Basic Post-Game Fueling Tips

Get better at the sports you play and the life you lead at STACK. Improve your training, nutrition and lifestyle with daily

The key to recovering after training or competition is knowing exactly what the body needs to repair itself. Don't guess when it comes to your progress. Follow this post-game nutrition advice to feed your body the right way after your next workout or big win.

Protein Pumped

Protein kicks off recovery by helping to rebuild muscles. "To start the recovery process, athletes should eat about 20 grams of protein as soon as possible after each training session, practice and game to help repair damaged muscle tissue," says Kimberly Stein, Ph.D., Senior Principal Scientist at the Gatorade Sports Science Institute (GSSI). "Choose a high-quality, complete protein such as milk, whey, eggs or meat," she says. That could mean anything from an omelet to a turkey burger.

Driven by Carbs

Think of carbs as the gas in your fuel tank. Your body can't summon the fuel to keep itself running without carbs burning in the engine. "One common element of all team sports is their 'stop and go' nature, meaning there are bursts of high-intensity muscle contractions followed by lower intensity or rest periods," says Stein. "Both high- and low-intensity muscle contractions are fueled by carbs stored in the muscles, which is why it's so important for athletes to eat diets rich in carbohydrate foods, such as breads, pasta, rice, potatoes and fruit." Fuel up with foods like bananas or whole-wheat pasta after games.

Refueling With Fluids

Rehydrating with the right fluids is just as important as refueling with protein and carbs, especially if you've been training outside in hot weather.

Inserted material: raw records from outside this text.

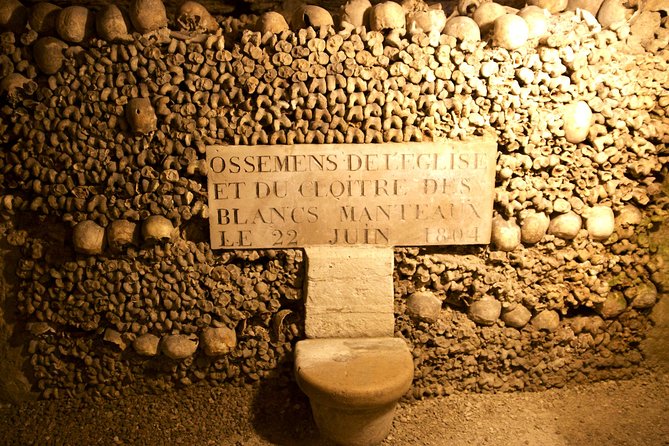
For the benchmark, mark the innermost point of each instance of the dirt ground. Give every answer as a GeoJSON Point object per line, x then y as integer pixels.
{"type": "Point", "coordinates": [634, 412]}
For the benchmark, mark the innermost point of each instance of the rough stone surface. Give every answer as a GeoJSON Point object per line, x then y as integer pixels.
{"type": "Point", "coordinates": [485, 311]}
{"type": "Point", "coordinates": [14, 385]}
{"type": "Point", "coordinates": [586, 324]}
{"type": "Point", "coordinates": [655, 344]}
{"type": "Point", "coordinates": [349, 292]}
{"type": "Point", "coordinates": [42, 18]}
{"type": "Point", "coordinates": [547, 320]}
{"type": "Point", "coordinates": [517, 317]}
{"type": "Point", "coordinates": [424, 305]}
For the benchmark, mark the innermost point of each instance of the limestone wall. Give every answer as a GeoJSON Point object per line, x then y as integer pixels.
{"type": "Point", "coordinates": [563, 294]}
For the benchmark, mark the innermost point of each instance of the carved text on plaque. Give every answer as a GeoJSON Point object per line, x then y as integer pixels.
{"type": "Point", "coordinates": [393, 194]}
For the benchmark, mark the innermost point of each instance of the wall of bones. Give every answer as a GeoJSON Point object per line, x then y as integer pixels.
{"type": "Point", "coordinates": [110, 282]}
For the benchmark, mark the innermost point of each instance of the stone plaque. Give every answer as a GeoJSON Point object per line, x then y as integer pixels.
{"type": "Point", "coordinates": [393, 194]}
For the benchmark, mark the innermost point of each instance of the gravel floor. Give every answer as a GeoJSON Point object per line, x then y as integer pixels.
{"type": "Point", "coordinates": [634, 412]}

If you're sweating a lot during outdoor sessions this summer, consider weighing yourself before and after workouts to get an accurate measurement of how much fluid your body is losing per session. "Any changes in body weight are from fluid lost in sweat," says Stein. "Following exercise, athletes should drink 16 to 24 ounces of fluids with sodium per pound of bodyweight lost to replace what they lost during practice or a game."